Choosing this year’s inductees was a very difficult task. The nominees included the PEZ candy dispenser, play food, Transformers, My Little Pony, the Magic 8 Ball, the card game Uno, the board game Risk, sand and Matchbox cars.
Matchbox cars are, in my estimation, among the most glaring omissions to the hall, especially when you consider that their chief rival — Hot Wheels — has been in the hall since 2011. The two fought a long battle for supremacy in the die-cast model car business, with Mattel, which launched Hot Wheels in the 1960s, ending up in control of both brands in 1997 after a series of mergers and bankruptcies.
Another glaring omission is electric football. The plastic football players who do battle on the vibrating metal field have accounted for countless hours of enjoyment. It’s still a hit — and, according to Christopher Borrelli’s piece “For Electric Football fans, the buzz never faded” that appeared in the Feb. 3 edition of the Chicago Tribune, fans each year lobby the toy hall for its induction. Sadly, we’re still waiting for the game to take its rightful place among the best toys of all time.

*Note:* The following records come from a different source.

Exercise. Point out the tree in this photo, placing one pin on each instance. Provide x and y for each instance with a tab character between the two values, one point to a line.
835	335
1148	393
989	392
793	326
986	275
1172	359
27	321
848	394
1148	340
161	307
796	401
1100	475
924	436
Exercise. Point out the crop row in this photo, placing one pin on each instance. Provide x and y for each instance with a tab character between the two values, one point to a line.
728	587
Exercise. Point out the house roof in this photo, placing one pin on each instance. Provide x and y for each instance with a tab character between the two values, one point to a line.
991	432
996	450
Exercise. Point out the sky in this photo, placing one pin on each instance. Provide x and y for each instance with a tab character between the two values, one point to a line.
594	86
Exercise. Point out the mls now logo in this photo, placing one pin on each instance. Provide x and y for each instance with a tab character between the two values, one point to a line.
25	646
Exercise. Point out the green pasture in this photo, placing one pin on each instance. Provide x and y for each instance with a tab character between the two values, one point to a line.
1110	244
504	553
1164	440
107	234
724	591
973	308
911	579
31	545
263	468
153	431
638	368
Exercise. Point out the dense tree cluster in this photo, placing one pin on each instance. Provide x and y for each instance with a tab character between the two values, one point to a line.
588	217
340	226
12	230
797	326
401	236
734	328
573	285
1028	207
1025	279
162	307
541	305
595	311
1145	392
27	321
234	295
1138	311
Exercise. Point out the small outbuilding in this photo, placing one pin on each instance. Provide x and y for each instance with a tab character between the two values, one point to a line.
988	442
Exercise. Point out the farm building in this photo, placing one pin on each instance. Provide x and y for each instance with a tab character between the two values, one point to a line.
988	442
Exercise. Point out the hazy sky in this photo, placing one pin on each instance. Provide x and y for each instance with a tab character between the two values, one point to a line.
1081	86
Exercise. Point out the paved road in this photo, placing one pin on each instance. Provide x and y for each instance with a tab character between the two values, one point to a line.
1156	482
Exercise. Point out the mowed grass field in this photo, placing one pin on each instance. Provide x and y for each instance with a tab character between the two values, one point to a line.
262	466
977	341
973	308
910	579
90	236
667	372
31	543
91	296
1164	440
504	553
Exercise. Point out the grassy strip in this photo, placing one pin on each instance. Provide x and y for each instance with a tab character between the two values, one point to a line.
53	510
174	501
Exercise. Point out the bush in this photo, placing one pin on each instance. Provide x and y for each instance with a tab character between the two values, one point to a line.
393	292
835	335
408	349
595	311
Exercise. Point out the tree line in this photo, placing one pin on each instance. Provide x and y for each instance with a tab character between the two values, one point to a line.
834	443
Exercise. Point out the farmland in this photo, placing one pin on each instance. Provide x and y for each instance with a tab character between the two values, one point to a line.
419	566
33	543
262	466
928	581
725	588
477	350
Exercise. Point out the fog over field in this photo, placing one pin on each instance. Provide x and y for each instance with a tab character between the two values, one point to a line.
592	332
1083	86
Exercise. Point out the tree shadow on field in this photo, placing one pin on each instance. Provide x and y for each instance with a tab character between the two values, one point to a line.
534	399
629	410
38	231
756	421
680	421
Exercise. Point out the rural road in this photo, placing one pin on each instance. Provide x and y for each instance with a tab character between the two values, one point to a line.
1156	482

There’s no doubt some of today’s toys will be headed to enshrinement at the Strong somewhere down the road and that, decades from now, discussions will continue about those that have never been selected. Try not to get so caught up in those thoughts that you forget to enjoy the day and the time spent with a favorite toy.
Merry Christmas, my friends.
(Gallabrese, a resident of Steubenville, is executive editor of the Herald-Star and The Weirton Daily Times.)